I’m usually not a fan of floral tea blends, but the vanilla makes a charming host even to one of my more disliked tea ingredients. This is rather an impressive blend that way. That such a delicate-seeming blend can withstand a full 5 minutes brew is astounding in a tea world where lightly flavored black teas often need to be babied to 3 minutes. The longer brew time allows for the full high-quality black tea background taste to develop.
Of the cities line, Paris is the best black tea; and amongst blender-specific teas, Paris is one of the best flavored black tea blends period.
Next time we’ll look at another tea in the same line, a green tea named Bangkok.
Maker: Sir Robert’s Tea
Type: flavored black tea
Brew: 1 tsp / cup, boiling, 3 min
Some tropical fruit tea blends are stronger than others; this one is much more moderate, partly because the fine black tea overlays the fruits. This blend actually contains a non-tropical fruit, apples, which means this tea doesn’t taste too exotic. This may be a bonus for some, and does lend an individual air to the taste so kudos to Sir Roberts.

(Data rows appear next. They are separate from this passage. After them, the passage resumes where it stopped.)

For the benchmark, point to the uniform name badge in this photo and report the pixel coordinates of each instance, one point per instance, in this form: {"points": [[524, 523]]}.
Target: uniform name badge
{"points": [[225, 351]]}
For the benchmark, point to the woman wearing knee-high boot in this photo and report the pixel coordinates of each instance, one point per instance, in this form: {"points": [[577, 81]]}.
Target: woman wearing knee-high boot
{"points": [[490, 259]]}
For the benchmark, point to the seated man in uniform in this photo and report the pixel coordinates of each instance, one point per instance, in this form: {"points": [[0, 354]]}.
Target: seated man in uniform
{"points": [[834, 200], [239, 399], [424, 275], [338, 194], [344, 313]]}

Still, I prefer my tropical teas to be straight-up tropical fruits. My preference when it comes to tropical fruit teas still lies with Mighty Leaf’s Green Tea Tropical, even though it’s not a black tea.
Rating: 3/5—a unique blend of the exotic (to the northern hemisphere) with the familiar is still a bit too familiar for me.
Maker: Queen Mary
Type: flavored black tea
Brew: 1 tsp / cup, boiling, 3-4 min
When I sipped French Vanilla this morning, I was surprised. I’ve drunk this tea in the past, of course, but it’s only been lately that I’ve really expanded and start to analyze the taste of a tea. Compared to Queen Mary’s Coconut and Strawberry Pepper, there was a distinct smoothness about the cup.
So for the first time I examined, rather than glanced at, the ingredients.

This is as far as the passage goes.